Karadeli, taleplerini ise şöyle sıraladı:

“* Kovid-19 sağlık emekçileri için meslek hastalığı, diğer işkollarında çalışan işçiler için ise iş kazası olarak tanınmalıdır.

* İşyerlerinde başta üretim alanları olmak üzere ulaşım, beslenme, barınma gibi tüm alanlarda işçi sağlığı ve iş güvenliği önlemleri alınmalıdır.

* Kronik hastalığı olan ve belli bir yaşın üzerindeki işçiler bu süreçte idari-ücretli izne çıkarılmalıdır.
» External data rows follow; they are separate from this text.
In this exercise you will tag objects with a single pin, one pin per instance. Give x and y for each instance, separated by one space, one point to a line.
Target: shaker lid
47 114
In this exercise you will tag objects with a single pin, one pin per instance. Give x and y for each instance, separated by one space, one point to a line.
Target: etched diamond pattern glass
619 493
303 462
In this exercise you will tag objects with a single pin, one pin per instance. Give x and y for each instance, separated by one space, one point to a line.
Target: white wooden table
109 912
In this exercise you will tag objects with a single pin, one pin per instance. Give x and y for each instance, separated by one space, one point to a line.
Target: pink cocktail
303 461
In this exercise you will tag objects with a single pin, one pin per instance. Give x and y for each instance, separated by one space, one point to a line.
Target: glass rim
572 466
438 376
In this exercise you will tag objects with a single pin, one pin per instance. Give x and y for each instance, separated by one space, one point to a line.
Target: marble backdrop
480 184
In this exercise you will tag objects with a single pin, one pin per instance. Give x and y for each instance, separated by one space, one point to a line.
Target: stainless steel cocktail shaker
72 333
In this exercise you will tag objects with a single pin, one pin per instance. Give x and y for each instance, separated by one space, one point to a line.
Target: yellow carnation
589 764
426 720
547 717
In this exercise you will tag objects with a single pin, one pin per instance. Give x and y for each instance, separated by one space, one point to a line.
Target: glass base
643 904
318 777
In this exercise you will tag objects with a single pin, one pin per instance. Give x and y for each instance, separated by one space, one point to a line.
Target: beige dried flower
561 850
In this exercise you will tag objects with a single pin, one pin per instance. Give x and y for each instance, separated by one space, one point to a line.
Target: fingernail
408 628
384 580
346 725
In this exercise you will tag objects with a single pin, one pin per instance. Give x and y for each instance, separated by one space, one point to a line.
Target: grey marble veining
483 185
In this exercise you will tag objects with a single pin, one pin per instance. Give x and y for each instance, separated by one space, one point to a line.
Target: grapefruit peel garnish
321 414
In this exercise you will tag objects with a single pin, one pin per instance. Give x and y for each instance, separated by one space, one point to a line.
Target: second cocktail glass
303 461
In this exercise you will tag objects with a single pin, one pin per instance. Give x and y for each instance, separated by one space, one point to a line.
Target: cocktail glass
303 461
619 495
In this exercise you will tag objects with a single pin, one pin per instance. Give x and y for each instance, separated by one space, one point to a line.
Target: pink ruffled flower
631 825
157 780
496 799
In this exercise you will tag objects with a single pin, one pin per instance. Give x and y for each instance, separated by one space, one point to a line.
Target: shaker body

* İşten atmalar yasaklanmalı ve bin 168 TL değil tam ücret ödenmelidir.

* Çalışma saatleri, ücretlerde kesintiye gitmeden azaltılmalıdır.

* İşçilere ücretsiz-yaygın testler yapılmalı, vakaların arttığı işyerlerinde üretime ara verilmelidir.

* Evden çalışan işçilerin çalışma saatleri düzenlenmeli ve iş için yaptıkları harcamalar karşılanmalıdır.”